South Carolina fifth-grader Raniya Wright, who passed away last month after a fight at her elementary school, died as a result of a ruptured blood vessel in her brain that stemmed from a birth defect, according to prosecutors.
District Solicitor Duffie Stone told reporters Raniya’s death will be attributed to natural causes in a report next week and no criminal charges will be filed in the case. “There was no evidence of trauma on or inside the body of Raniya Wright that would indicate that any fight in any magnitude contributed to her death,” Stone said at a news conference.
The determination was made after pathologists conducted postmortem tests at the Medical University of South Carolina. They discovered Raniya’s brain had an “arteriovenous malformation,” or AVM, which is tangling of vessels connecting arteries and veins that disrupts normal blood flow. This results in surrounding tissues not getting enough oxygen, and affected vessels can rupture.
Colleton County Sheriff R.A. Strickland said Raniya was involved in a “five to 10 second slap fight” with another student in the classroom and a teacher separated them. He said Raniya had no sign of nor spoke of any injury but complained of a headache about 10 minutes later in the principal’s office.
Authorities said she then lost consciousness and medics took her to a local hospital before transferring her to the Medical University of South Carolina in Charleston, where she died.

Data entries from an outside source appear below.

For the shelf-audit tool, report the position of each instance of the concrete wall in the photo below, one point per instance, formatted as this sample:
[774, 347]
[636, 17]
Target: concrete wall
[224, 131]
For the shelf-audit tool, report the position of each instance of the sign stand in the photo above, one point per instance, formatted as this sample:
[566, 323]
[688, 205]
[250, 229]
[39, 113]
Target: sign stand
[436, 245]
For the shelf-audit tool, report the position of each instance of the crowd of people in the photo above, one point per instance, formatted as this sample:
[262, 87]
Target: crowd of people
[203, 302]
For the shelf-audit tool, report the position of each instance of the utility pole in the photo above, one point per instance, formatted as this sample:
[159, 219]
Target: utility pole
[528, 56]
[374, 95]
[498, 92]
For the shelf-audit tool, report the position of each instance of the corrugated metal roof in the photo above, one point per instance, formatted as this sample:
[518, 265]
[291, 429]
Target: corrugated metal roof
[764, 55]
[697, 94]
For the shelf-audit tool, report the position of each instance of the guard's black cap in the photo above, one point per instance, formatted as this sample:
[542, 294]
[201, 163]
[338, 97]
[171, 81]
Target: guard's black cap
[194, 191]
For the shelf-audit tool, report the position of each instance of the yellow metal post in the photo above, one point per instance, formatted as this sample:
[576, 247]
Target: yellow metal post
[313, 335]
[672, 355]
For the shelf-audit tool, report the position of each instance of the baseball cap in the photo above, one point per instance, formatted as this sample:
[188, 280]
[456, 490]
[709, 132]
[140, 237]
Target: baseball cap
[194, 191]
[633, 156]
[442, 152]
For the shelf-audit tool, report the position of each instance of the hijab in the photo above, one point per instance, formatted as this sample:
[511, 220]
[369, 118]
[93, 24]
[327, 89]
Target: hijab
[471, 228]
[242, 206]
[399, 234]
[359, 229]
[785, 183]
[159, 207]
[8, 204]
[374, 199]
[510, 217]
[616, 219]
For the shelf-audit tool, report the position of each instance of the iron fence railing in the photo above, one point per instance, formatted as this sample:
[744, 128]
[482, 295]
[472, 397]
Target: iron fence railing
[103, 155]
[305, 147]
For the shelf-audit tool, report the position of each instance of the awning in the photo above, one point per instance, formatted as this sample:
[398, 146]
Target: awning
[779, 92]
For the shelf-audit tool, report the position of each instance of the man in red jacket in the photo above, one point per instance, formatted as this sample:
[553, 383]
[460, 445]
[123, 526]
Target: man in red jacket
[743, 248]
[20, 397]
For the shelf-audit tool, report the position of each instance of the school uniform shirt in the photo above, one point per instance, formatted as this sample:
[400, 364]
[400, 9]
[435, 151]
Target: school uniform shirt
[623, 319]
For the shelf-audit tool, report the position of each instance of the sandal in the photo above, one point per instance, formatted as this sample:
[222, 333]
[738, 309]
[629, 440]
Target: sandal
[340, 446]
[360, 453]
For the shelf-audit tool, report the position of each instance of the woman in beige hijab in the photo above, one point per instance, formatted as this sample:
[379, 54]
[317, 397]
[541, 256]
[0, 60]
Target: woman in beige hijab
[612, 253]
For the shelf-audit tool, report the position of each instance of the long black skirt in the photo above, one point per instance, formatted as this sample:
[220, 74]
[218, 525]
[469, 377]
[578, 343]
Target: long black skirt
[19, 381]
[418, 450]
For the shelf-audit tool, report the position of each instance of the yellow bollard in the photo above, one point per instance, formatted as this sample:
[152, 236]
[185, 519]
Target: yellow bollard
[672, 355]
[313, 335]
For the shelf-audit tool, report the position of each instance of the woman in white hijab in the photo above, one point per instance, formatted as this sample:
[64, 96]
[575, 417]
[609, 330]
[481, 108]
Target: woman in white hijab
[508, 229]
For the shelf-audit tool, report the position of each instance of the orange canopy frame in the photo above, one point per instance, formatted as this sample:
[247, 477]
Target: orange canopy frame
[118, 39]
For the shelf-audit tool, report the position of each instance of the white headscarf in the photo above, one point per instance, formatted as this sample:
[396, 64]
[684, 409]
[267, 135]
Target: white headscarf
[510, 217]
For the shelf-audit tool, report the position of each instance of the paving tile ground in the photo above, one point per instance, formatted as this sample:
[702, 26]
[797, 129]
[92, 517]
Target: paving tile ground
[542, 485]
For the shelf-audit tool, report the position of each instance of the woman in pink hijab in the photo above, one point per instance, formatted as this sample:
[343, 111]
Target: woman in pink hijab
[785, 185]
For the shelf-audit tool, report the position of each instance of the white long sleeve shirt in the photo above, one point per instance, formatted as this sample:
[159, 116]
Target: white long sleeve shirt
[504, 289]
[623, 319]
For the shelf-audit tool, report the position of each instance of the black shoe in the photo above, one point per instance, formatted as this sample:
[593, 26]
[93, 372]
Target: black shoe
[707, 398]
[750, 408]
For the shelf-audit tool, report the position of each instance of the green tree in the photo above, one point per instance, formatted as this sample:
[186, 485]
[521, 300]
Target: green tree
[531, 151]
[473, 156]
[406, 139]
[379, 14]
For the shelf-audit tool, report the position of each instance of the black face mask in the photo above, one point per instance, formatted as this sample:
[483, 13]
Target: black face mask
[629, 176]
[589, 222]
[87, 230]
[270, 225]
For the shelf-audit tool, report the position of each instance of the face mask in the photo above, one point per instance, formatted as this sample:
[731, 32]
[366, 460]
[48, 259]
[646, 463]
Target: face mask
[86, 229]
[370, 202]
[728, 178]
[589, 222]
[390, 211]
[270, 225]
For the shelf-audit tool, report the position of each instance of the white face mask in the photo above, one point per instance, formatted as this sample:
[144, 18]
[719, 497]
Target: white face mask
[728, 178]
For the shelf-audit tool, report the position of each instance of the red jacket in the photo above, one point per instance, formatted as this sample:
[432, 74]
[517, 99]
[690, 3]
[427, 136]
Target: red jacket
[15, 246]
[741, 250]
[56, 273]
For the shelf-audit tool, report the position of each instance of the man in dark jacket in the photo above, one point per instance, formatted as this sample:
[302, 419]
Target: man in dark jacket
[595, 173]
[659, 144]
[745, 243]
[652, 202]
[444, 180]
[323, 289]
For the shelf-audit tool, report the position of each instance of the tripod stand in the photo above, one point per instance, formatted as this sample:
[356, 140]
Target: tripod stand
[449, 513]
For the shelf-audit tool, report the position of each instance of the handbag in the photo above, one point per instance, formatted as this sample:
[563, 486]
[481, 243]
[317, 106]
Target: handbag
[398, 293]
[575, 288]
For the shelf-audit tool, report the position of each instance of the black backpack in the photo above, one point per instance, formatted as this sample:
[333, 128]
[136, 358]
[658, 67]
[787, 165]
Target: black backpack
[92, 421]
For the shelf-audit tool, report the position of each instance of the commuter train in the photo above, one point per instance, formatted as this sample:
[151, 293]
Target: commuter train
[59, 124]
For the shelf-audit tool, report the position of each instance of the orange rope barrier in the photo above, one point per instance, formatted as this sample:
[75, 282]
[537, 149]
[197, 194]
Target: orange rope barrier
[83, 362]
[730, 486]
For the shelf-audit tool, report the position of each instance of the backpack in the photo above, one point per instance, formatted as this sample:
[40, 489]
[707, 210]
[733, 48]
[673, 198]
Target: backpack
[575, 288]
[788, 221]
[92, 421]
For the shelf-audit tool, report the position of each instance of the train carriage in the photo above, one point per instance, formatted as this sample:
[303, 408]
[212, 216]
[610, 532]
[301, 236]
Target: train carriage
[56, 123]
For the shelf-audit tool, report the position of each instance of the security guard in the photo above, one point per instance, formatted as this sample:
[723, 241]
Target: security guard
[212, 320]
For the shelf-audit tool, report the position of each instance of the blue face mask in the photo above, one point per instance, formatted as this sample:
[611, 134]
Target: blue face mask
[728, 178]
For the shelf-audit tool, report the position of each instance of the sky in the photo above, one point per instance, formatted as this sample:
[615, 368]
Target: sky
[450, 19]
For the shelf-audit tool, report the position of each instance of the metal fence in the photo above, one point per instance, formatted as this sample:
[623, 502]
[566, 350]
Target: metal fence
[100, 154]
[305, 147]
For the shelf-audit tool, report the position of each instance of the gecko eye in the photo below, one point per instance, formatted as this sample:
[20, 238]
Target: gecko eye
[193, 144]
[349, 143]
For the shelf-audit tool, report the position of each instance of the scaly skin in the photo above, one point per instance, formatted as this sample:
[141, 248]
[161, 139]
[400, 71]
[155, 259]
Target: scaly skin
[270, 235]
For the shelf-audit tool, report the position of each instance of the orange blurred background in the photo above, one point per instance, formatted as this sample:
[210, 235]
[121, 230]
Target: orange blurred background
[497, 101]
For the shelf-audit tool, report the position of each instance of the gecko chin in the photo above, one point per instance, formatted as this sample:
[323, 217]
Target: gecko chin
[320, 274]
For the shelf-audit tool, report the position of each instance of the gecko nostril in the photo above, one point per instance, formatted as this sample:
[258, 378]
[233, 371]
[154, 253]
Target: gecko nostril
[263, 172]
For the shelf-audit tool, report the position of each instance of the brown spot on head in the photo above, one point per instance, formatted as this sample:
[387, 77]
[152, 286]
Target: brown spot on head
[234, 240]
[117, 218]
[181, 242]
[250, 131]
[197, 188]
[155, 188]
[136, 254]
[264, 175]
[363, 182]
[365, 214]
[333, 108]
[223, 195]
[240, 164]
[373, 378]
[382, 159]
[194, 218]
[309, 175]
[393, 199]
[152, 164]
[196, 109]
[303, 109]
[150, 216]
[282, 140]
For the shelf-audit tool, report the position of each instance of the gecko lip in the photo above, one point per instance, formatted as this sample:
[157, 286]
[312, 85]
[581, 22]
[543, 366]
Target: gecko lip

AVM apparently caused headaches that Reniya reportedly received treatment for. Stone said the rupture was ready to take place “just about any time,” and the “fight did not have anything to do with her passing away.”
Stone said Raniya visited a doctor at least six times for headaches since February 2017, including 13 days before the fight.
“The headaches are a manifestation of the condition. It was a matter of time.”
Margie Pizarro, an attorney for Raniya’s mother, Ashley Wright, said the family was unaware of the 10-year-old’s condition.